The Cloud Controller will automatically detect and load any necessary system buildpacks, create a droplet, deploy the application droplet to the DEAs, register the routes, and forward the ports. Once the DEAs are active, the Health Manager compares the expected state of DEAs from the Cloud Controller with the actual state from the DEAs. If the Health Manager detects a deviation, it will ask the Cloud Controller to restart any DEAs not in the expected state.

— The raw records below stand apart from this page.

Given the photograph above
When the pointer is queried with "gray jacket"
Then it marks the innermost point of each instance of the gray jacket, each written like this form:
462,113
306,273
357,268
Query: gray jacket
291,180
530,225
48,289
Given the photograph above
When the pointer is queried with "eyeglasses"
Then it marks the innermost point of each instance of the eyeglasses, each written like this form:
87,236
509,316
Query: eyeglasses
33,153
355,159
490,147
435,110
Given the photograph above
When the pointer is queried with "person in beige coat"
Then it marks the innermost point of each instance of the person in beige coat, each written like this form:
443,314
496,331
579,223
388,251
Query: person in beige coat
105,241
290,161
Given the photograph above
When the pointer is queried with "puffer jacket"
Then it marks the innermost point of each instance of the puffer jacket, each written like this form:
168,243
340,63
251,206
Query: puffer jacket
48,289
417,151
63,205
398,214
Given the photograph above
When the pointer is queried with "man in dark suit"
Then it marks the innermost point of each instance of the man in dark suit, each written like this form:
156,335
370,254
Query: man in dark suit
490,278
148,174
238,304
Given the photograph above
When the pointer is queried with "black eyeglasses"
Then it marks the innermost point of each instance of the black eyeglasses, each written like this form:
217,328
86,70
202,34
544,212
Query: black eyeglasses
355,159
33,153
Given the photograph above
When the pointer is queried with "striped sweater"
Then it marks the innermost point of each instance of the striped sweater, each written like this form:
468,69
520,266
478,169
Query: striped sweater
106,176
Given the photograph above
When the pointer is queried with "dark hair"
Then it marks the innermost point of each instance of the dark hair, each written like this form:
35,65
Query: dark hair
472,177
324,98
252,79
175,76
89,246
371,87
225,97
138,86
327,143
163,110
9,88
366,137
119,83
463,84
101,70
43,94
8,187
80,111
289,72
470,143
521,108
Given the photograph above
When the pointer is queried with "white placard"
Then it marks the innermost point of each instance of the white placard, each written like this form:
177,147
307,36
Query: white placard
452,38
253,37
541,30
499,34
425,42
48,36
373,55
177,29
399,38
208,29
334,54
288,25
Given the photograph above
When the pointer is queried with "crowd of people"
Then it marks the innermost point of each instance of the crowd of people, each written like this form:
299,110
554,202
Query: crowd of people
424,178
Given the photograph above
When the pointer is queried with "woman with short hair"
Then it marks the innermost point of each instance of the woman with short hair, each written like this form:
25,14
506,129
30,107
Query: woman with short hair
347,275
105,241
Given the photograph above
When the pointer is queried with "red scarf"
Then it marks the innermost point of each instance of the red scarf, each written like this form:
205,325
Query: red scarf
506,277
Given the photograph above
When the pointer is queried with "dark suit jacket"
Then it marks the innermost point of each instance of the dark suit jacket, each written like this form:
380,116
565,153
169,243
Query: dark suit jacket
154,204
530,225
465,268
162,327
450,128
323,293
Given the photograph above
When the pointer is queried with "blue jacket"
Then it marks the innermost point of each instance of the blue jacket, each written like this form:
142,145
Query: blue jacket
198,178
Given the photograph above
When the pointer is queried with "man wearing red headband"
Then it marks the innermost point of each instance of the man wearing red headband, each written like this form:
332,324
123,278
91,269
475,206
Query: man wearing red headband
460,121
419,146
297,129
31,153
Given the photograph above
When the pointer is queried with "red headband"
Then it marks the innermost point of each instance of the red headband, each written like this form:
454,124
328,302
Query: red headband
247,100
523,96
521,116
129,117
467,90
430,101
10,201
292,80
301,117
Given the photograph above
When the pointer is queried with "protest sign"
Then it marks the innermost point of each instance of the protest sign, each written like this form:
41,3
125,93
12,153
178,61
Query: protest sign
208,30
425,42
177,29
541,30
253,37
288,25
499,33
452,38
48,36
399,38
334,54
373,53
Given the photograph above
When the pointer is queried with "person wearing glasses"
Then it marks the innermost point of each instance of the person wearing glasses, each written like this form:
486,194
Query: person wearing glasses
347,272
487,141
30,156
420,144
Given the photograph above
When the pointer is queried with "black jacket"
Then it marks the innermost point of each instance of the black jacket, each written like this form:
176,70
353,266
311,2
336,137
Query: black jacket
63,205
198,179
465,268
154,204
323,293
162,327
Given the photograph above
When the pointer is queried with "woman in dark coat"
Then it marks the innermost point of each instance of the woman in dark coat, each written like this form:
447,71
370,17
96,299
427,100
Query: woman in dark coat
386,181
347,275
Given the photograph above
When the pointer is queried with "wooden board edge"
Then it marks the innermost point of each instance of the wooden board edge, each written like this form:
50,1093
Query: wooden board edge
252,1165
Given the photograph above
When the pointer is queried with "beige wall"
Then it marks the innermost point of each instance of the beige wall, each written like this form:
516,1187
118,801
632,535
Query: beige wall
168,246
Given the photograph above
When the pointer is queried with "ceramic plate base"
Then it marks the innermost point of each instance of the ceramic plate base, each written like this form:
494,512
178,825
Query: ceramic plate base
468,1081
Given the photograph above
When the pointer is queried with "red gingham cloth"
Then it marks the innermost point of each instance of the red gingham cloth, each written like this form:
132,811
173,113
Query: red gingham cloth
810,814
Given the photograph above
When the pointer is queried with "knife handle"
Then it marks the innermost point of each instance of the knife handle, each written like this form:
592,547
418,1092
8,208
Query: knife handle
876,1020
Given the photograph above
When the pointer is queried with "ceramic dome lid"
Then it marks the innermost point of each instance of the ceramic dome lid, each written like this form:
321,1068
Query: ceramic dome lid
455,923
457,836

Administrators use BOSH, as opposed to other IT automation tools, such as Puppet or Chef, to manage the underlying infrastructure of Cloud Foundry. An open source tool chain for release engineering, deployment, and lifecycle management of large-scale distributed services, BOSH has its own command line, separate from the cf command line, but you don't need it to deploy an application. BOSH is for deploying VMs, not droplets.

At a very high level, BOSH clones new VMs from a "stemcell" to create the VMs needed for a deployment. A stemcell contains an operating system and an embedded BOSH agent that allows BOSH to control VMs cloned from the stemcell. A BOSH release is a collection of source code, configuration files, and startup scripts, with a version number that identifies these components. The BOSH deployment manifest is a YAML file defining the layout and properties of the deployment.

Cloud Foundry includes UAA (User Account and Authorization) and login servers. The UAA is the identity management service for Cloud Foundry. Its primary role is as an OAuth2 provider, issuing tokens for client applications to use when they act on behalf of Cloud Foundry users. However, it can also authenticate users with their Cloud Foundry credentials and act as an SSO (single sign-on) service. The login server performs authentication for the UAA, acting as a back-end service. The login server is where Cloud Foundry administrators set up their authentication sources, such as LDAP/AD, SAML, OpenID (Google, Yahoo, and so on), or social.

Down at the application execution level, the DEA uses Warden Linux containers. Warden provides a simple API for managing isolated, ephemeral, and resource-controlled environments, or containers. In the future, Cloud Foundry will support Docker containers.